The gal is still on helicopter time, but now it is Brazil (or, technically, Argentina, Brazil and Paraguay, anyway, she is in South America).
At Iguaçu, on the Brazilian side of the world’s widest and most breathtaking waterfalls, the knowledgeable luxury traveller books a helicopter sightseeing trip from Foz do Iguacu.
Fly over part of Iguaçu National Park, 457,144 acres in all. Look down at the falls, 275 of them (tallest, or as they say ‘longest’, drops 269 feet). In all, they stretch across 1.7 miles, and back on land you can get right up close, walking over foot-bridges suspended just a couple of feet above the rushing water.
The falls and their park areas, UNESCO Heritage Sites, are jointly administered by Argentina’s Iguazú National Park and Brazil’s Iguaçu National Park.
The only luxury hotel in the area is the divine Hotel das Cataratas, run by Orient-Express. It was built in colonial style in 1958, and now has 193 rooms (the gal recommends room 1117, a bijou suite that former-President Lula loves – wake up, esconsed in finest Trussardi linens, and you look right out at the falls).
Take a walk along the nearest path, before breakfast and before the day visitors come. Take a work out in the well-equipped gym, swim in the enormous curvilinear pool, to work up an appetite for the luxury restaurant’s breakfast that is so refreshingly copious you think ‘how did all this produce get here?’ (the hotel GM, Celso David do Valle Neto, is full of surprises – his luxury spa, for instance, has a fabulous German manager).

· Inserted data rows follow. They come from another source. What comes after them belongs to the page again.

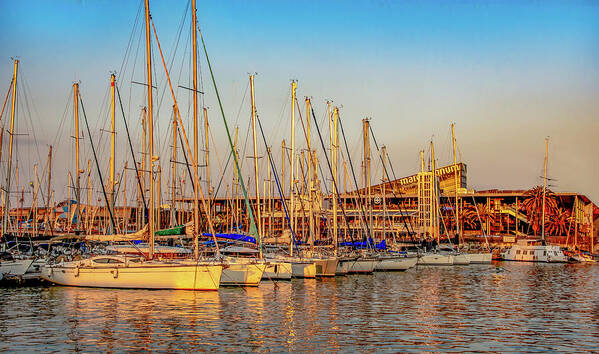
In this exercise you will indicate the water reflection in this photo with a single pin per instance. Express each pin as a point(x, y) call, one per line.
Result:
point(542, 306)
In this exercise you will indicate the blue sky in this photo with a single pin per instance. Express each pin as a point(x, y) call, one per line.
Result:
point(507, 73)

It was hard work being here, what with those hikes, the Falls, the bird life, the flowers everywhere – and zodiac-trips right to the base of some of the falls so that you get drenched.
Also, from a scientific and economic viewpoint, it is well worth taking a trip to the Itaipu Binational dam, 20 minutes away, and straddling the Paraná River, bordered by Brazil and Paraguay.
There are 20 generating units, each one capable of lighting 2.5 million homes – Brazil and Paraguay each take 50% of the output electricity (but Brazil then buys most of Paraguay’s, which has to be converted from 50Hz to 60Hz, work that one out).
Look up at one of the open-well slots to the top of the dam, over 600 feet above. Amazing. After building the dam they put in a bypass channel to take fish up 300 feet from base to upper level – and the fish were swimming it, taking uphill leaps, within one month. Amazing.
But then to stay ahead, a luxury lifestyle has to be amazing, and full of memorable experiences.